What is Viral Gastroenteritis?
Viral gastroenteritis (also called gastroenteritis or the stomach bug) is an infection that affects the stomach and intestines.
What Causes Gastroenteritis?
There are many viruses (germs) that cause gastroenteritis. Some of the common viruses are called norovirus, enterovirus and rotavirus.
What Are the Symptoms of Gastroenteritis?
- Fever or chills
- Stomach pain
Can Others Catch Gastroenteritis?
Yes. Others can catch gastroenteritis. It is spread when a sick person gets the virus on their hands and touches a surface that others touch often, such as a door knob. It can also be spread when a sick person touches someone else’s food or drink.
When Will My Child Start To Feel Better?
The vomiting usually stops within 1-2 days. The diarrhea usually stops after 2-7 days.
How Do I Care For My Child While They Recover?
- There are no medications to cure gastroenteritis. The symptoms will pass on their own. It is most important to make sure your child drinks plenty of fluids.
- If your child has a fever or stomach pain, give them acetaminophen (Tylenol®).
- Do not give your child ibuprofen (Motrin® or Advil®). Ibuprofen can upset your child’s stomach more.

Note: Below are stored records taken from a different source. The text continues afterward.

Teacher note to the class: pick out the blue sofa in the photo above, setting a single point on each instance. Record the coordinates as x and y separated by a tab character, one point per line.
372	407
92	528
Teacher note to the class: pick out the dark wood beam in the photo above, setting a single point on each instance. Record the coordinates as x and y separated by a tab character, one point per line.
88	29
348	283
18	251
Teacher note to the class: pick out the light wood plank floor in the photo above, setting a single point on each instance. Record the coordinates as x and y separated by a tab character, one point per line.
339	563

- Your child’s doctor may prescribe an anti-nausea medication called Zofran® to help stop vomiting.
Rest and fluids
- Make sure your child gets plenty of fluids. Give small sips throughout the day. Sports drinks, Pedialyte®, Infalyte® or Rehydralyte® are helpful. They have a good mix of sugar, salt and minerals to keep your child hydrated. Buy these drinks at the grocery store or drug store.

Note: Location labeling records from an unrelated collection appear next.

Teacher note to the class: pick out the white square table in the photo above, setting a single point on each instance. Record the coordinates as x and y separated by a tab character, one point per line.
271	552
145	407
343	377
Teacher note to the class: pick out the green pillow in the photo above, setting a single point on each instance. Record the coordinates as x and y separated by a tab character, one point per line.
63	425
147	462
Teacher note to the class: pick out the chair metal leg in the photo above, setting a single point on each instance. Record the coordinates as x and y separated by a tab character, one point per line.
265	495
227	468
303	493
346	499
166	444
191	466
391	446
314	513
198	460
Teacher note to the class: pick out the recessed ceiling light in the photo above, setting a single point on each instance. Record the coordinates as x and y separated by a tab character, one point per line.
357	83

- Give your child small sips of fluids or broth throughout the day. Give 1-2 teaspoons (small spoonfuls) of fluid every 10 minutes. For babies, offer fluids on a small spoon or syringe. Older children can use a cup.
- Keep your child home from daycare or school until the diarrhea stops. This can help prevent germs from spreading.
- Wash your hands and your child’s hands with soap and water often. Alcohol-based hand sanitizers will not help kill the germs that cause gastroenteritis.
When Should My Child See The Doctor?
Call the doctor if your child has any of these symptoms:
- Vomiting more than 3 times a day
- Cannot drink fluids by mouth
- In babies, no wet diapers for 6 hours or more
- In children, urinating less than usual
- Acting very tired or sleepy
- Vomit with blood (red blood or blood that looks like coffee ground)
- Bloody diarrhea
- Severe (very bad) belly pain
- Eyes that look sunken into the face
- Dry mouth or dry eyes
Can I Give My Child Anti-Diarrhea Medications?
No. Do not give your child medications to stop his diarrhea. Medications like loperamide (Imodium®) or bismuth subsalicyclate (Pepto-Bismol®) can make the illness last longer.
The most important thing you can do is make sure your child gets plenty of fluids so they do not get dehydrated.
My Child Is Not Hungry. Is That Normal?
Yes. It is normal if your child is not hungry while they are sick. If your child wants to eat, you can start with small amounts of foods. Do not give your child food with lots of fat and avoid sugary foods.
Rev. 5/2020. Mass General for Children and Massachusetts General Hospital do not endorse any of the brands listed on this handout. This handout is intended to provide health information so that you can be better informed. It is not a substitute for medical advice and should not be used to treatment of any medical conditions.